The goal of ctbi is to clean, decompose, impute and aggregate univariate time series. Ctbi stands for Cyclic/trend decomposition using bin interpolation : the time series is divided into a sequence of non-overlapping bins. The long-term trend is a linear interpolation of the mean values between successive bins and the cyclic component is the mean stack of detrended data within all bins. Outliers present in the residuals are flagged using an enhanced Boxplot rule called LogBox, which replaces the original 1.5 constant with k × log (n) + 1 (n being the sample size, and k = 0.6 a default value). The strength of the cyclic pattern within each bin is quantified by a new metric, the Stacked Cycles Index (SCI), with SCI <= 0 associated with no cyclicity and SCI = 1 a perfectly cyclic signal.

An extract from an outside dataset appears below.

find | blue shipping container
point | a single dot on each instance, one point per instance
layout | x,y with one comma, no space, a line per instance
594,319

You can install the development version of ctbi from GitHub with:
library(ctbi)
# example of contaminated sunspot data
example1 <- data.frame(year = 1700:1988,sunspot = as.numeric(sunspot.year))
example1[sample(1:289,30),'sunspot'] <- NA
example1[c(5,30,50),'sunspot'] <- c(-50,300,400)
example1 <- example1[-(70:100),]
bin.period <- 11 # aggregation performed every 11 years (the year is numeric here)
bin.side <- 1989 # to capture the last year, 1988, in a complete bin
bin.FUN <- 'mean'
bin.max.f.NA <- 0.2 # maximum of 20% of missing data per bin
ylim <- c(0,Inf) # negative values are impossible
list.main <- ctbi(example1,bin.period=bin.period,
bin.side=bin.side,bin.FUN=bin.FUN,
ylim=ylim,bin.max.f.NA=bin.max.f.NA)
data0.example1 <- list.main$data0 # cleaned raw dataset
data1.example1 <- list.main$data1 # aggregated dataset.
SCI.example1 <- list.main$SCI # this data set shows a moderate seasonality
mean.cycle.example1 <- list.main$mean.cycle # this data set shows a moderate seasonality
bin.size.example1 <- list.main$bin.size # 12 data points per bin on average (12 months per year)